Likewise, a 165 bp genomic DNA fragment, bapV2 from D. virilis, which
corresponds to the bap3.2.1 element of D. melanogaster (see
Fig. 3B and
Fig. 5), also displays enhancer
activity in both dorsal mesoderm and dorsal ectoderm with this pattern
(Fig. 2L). The presence of
ectopic lacZ expression in the ectoderm with bap3.2 derivatives was
further confirmed in embryo cross-sections. Whereas bap3-lacZ embryos
show no detectable lacZ expression in the ectoderm
(Fig. 2M), there are traces of
ectodermal lacZ expression in bap3.2-lacZ embryos
(Fig. 2N) and strong dorsal
ectodermal lacZ expression in bap3.2.1-lacZ embryos
(Fig. 2O).
Altogether, these observations imply that the first 57 bp and the last 30
bp of the bap3.2 regulatory element have a key role in the repression of
bap enhancer induction in the dorsal ectoderm and show that the
mechanism of repression of ectodermal bap induction is evolutionarily
conserved. The similar patterns of enhancer activity in both germ layers upon
deletion of these repressor sequences support the notion, based on our genetic
data, that the major spatial inputs regulating bap expression in the
mesoderm are also active in the ectoderm
(Azpiazu et al., 1996;
Lee and Frasch, 2000
). Indeed,
one of these candidate inputs from the ectoderm, namely Dpp, leads to the
activation of Mad in a dorsal domain in the mesoderm (and ectoderm) the
ventral border of which coincides with the ventral borders of bap
induction (Fig. 2P).
Early TVM enhancer of bap contains combinatorial binding sites for key signaling effectors and mesodermal regulators
To investigate whether the bap regulators identified genetically,
including tin, dpp, slp (downstream of wg) and bin,
can act directly on the early TVM regulatory element of bap, DNaseI
protection experiments with recombinant Tin, Bap, Smad (Mad and Medea), Slp
and Bin proteins was performed on the 180 bp bap3.2.1 DNA sequence from D.

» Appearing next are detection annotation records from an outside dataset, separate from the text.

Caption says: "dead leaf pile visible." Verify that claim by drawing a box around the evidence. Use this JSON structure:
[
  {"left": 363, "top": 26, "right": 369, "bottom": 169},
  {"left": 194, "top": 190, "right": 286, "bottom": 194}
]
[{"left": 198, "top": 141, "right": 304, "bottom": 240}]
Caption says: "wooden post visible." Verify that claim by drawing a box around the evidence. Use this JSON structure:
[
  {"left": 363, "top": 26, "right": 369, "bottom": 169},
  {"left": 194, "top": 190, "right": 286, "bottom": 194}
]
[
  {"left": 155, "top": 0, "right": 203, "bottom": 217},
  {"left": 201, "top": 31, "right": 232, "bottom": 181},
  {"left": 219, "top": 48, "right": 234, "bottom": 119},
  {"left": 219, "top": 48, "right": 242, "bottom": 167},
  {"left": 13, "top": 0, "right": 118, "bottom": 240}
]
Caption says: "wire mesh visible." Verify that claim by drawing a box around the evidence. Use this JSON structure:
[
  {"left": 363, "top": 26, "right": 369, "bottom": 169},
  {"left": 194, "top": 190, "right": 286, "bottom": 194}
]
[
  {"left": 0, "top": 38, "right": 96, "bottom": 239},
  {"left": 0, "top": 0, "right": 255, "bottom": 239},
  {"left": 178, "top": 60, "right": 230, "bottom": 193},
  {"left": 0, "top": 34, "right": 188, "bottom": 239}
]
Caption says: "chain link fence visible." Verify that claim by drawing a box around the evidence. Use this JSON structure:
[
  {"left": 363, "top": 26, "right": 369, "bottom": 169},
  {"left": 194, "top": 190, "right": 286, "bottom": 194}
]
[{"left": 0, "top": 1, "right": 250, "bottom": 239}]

melanogaster. The DNA footprinting results demonstrate that both Tin and
Bap proteins can bind to the predicted Tin-binding site, which includes a
perfect match to the canonical Tin-binding motif TCAAGTG
(Fig. 4;
Fig. 5)
(Chen and Schwartz, 1995;
Gajewski et al., 1997
). In
addition to the Tin-binding site, a site with a TAAG core motif can strongly
bind Bap but not Tin (CTTA in opposite strand;
Fig. 4 and
Fig. 5; note that the same core
motif is found in binding sites of a Bap ortholog, Nkx3.2)
(Kim et al., 2003
). With
regard to Dpp signaling mediators, there are five Mad-protected regions, three
of which are also protected by recombinant Medea (Mad/Medea-1 to -3;
Fig. 4 and
Fig. 5). Site 1 includes an
AGAC motif that was initially identified as a Smad binding motif in
vertebrates (Zawel et al.,
1998
; Shi et al.,
1998
) whereas sites 3-5 contain GC-rich sequences with CGGC motifs
that were first shown to bind Smad proteins in Drosophila
(Kim et al., 1997
;
Shi, 2001
). Site 2 may be a
combination of the two types (TGAC motif and CG-rich sequences). We do not
observe a clear correlation of either type of site with the binding of Mad
versus Medea. Finally, recombinant Slp proteins protect a wide stretch that
includes an inverted repeat of core binding motifs for forkhead transcription
factors (TAAACA) (Pierrou et al.,
1994
; Kaufmann et al.,
1995
), but extends further downstream
(Fig. 5 and
Fig. 4). During the course of
our work, it was reported that Slp can bind to tandem repeats of CAAA
sequences, which are present in three copies in the 3' region of the
protected region (Andrioli et al.,
2002
). Gel mobility shift and competition assays with Slp using
wild-type oligonucleotides and a version in which the TAAACA motifs were
mutated indicated that Slp can bind to both the TAAACA and the CAAA motifs
with roughly equal affinity (data not shown). In addition, the FoxF family
protein Bin binds to the TAAACA inverted repeat region, but less well to the
CAAA repeat region when compared with Slp
(Fig. 4). Taken altogether,
these binding data are consistent with the hypothesis that the known
mesodermal regulators of bap, namely Tin and Bin (and possibly
autoregulatory Bap), as well as the signaling inputs from Dpp and Wg (through
Smads and Slp, respectively) are integrated via direct binding to the early
TVM enhancer of bap.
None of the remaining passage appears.